Lincoln, Neb. — The Nebraska football team practiced for just over two hours on Tuesday inside the Hawks Championship Center in full pads and helmets.
Defensive Coordinator Erik Chinander addressed the media after practice, commenting on the play of the defense in the team’s recent scrimmage.
“On our side of the ball, our plan was to play very basic stuff so everybody would have a chance to operate,” Chinander said. “We were just evaluating technique, effort, communication and seeing who could tackle. For the most part it went pretty well, we have some things to clean up and some moves on the depth chart to make, but it was just a good evaluation tool for our coaches and our defense.”
When prodded about the depth chart, Chinander elaborated that the coaches are evaluating what they have and thinking about how they can put their players in a position to be successful.
“So far it’s been a pretty flowing depth chart,” Chinander said. “We’ve been giving guys reps with the ones, twos and threes, whether they deserve them or not, just to see where they are at. That helps us evaluate each guy and see where they belong. Some of those guys, if they are with the twos and going against the twos, maybe they look better. Yesterday we were able to see guys who we thought were the ones go against the ones and see if they really should be there. I thought that was very important for us.”

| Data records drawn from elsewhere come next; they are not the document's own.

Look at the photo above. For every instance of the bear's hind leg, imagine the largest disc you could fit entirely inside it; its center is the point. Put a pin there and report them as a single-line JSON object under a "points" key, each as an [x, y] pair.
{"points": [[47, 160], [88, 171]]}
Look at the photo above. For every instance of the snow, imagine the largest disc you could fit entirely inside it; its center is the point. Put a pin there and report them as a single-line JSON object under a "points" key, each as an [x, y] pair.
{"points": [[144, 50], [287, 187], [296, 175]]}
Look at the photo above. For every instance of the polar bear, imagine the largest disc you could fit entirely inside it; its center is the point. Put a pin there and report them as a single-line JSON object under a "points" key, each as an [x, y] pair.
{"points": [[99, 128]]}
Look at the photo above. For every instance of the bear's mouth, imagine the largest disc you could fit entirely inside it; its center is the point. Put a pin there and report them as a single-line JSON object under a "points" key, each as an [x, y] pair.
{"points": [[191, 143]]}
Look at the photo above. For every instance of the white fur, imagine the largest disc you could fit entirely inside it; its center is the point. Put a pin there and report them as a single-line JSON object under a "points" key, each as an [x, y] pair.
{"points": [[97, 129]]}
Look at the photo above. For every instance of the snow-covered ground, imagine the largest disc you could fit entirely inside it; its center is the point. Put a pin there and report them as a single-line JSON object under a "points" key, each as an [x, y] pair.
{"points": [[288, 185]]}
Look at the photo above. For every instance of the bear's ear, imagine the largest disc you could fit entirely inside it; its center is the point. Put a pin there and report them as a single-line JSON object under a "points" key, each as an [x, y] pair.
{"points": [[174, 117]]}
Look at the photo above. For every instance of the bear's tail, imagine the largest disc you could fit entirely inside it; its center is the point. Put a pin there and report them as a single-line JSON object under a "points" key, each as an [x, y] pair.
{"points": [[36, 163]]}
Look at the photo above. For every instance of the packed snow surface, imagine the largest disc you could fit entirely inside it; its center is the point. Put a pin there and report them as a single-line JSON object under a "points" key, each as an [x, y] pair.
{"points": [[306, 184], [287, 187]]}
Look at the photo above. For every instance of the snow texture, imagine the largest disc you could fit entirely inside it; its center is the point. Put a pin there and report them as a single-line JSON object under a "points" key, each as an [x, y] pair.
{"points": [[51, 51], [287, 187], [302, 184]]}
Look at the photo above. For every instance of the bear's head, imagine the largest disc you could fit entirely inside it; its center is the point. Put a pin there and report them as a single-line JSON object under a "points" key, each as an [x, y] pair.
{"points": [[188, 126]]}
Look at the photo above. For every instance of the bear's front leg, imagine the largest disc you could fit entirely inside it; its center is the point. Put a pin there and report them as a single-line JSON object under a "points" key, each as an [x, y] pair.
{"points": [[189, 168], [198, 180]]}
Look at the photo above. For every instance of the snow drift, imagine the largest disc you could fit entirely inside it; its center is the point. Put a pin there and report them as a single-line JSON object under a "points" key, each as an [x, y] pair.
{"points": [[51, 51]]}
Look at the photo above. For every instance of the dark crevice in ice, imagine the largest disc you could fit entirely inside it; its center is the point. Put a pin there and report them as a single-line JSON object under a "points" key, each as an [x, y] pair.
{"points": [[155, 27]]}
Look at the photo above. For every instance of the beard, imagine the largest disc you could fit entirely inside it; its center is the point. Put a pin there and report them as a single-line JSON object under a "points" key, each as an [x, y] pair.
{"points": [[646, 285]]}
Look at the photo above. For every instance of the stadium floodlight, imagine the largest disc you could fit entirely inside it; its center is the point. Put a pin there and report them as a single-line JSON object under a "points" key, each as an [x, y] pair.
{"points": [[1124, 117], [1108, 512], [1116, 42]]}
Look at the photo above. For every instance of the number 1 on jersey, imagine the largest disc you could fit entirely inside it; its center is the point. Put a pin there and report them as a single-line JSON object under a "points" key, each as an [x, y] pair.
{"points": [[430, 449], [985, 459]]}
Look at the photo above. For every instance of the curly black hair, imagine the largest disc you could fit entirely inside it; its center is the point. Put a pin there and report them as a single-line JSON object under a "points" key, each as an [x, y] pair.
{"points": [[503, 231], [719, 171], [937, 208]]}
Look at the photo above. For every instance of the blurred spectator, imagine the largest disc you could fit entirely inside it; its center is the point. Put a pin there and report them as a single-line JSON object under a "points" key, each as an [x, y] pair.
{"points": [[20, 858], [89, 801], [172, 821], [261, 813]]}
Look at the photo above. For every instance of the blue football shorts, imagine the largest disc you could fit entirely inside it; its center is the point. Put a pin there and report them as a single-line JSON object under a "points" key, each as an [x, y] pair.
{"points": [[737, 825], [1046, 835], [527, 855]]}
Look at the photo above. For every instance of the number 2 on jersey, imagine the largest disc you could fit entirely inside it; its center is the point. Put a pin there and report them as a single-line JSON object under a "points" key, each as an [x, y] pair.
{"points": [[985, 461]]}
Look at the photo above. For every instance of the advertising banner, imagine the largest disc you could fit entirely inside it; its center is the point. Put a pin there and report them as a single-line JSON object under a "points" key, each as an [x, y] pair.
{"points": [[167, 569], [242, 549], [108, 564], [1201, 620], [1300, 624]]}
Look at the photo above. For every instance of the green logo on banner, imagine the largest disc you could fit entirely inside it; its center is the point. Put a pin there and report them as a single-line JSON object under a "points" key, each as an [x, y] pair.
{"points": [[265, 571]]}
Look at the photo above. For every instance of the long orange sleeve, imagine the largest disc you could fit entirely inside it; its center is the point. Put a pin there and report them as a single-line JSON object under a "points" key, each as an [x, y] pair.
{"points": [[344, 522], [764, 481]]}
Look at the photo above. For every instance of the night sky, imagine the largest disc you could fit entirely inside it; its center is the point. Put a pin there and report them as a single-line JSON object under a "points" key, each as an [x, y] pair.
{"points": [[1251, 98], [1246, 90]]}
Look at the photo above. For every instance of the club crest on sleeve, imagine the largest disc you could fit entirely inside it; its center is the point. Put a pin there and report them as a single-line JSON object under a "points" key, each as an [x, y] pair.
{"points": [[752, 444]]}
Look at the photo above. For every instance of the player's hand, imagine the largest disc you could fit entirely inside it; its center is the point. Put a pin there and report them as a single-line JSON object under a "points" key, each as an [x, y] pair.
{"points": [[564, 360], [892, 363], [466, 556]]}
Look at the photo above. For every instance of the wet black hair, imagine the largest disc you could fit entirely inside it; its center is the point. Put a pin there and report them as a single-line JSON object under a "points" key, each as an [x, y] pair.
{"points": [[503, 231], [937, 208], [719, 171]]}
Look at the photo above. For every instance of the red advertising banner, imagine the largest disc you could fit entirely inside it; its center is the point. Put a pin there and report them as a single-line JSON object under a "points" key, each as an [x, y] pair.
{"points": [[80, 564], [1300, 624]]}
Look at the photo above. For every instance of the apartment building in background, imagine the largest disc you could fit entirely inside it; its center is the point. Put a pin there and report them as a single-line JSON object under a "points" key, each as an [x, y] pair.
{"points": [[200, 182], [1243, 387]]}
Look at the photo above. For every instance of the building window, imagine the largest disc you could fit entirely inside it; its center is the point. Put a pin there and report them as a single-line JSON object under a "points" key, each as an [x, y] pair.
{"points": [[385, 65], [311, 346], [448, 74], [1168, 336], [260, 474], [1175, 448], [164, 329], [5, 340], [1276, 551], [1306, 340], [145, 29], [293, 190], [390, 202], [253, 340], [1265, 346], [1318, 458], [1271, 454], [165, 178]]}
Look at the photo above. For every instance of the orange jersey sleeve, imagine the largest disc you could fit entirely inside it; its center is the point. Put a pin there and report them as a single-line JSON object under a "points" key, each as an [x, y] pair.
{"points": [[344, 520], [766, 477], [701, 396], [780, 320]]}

In terms of guys that have established themselves as starters, Chinander said that there are several players who have stood out in fall camp and they are working to get the ones and twos their reps to prepare them for the season opener.
“We have another scrimmage on Friday, and I think that will help us solidify our depth chart on defense,” he said. “We have a good idea who is going to be on the field but after that scrimmage we will be able to make some decisions and be able to tell you where guys are going to fall.”
Chinander mentioned junior defensive lineman Carlos Davis as a standout in the scrimmage. He also praised the play of several members of his linebacker corps, including Mohammed Barry, Dedrick Young, Will Honas, Collin Miller and Luke Gifford. He also talked about bringing in former members of the Blackshirts to connect past Huskers with his defense.
“I’ve said it before, I think the Blackshirts is the greatest tradition in college football,” Chinander said. “Coach McBride started it and we thought it was really important to embrace the past. The bar was set really high when the tradition started. We are not there yet, but we wanted our guys to get a taste of what that standard is and how you’re are supposed to act as a Blackshirt.”
Former Huskers Grant Wistrom and Jason Peter came in last week to address the team. Chinander talked about the atmosphere when these two Blackshirts walked into the room.
“It was an electric atmosphere and the way they were talking and describing things it felt like we were practicing,” Chinander said. “It’s great for our kids to understand that it’s always on the line, whether we’re in the meeting room, lifting or stretching. You could tell when those guys were talking to us that it was on the line for them, and I think that was really cool for our kids to see. The next day we probably had our most impressive practice on defense and guys were flying around. I think that was a direct correlation to the talk that they gave to our defense.”
The Huskers will be back on the practice field on Wednesday morning. Nebraska kicks off its season on Saturday, Sept. 1 against Akron at Memorial Stadium at 7 p.m. CT.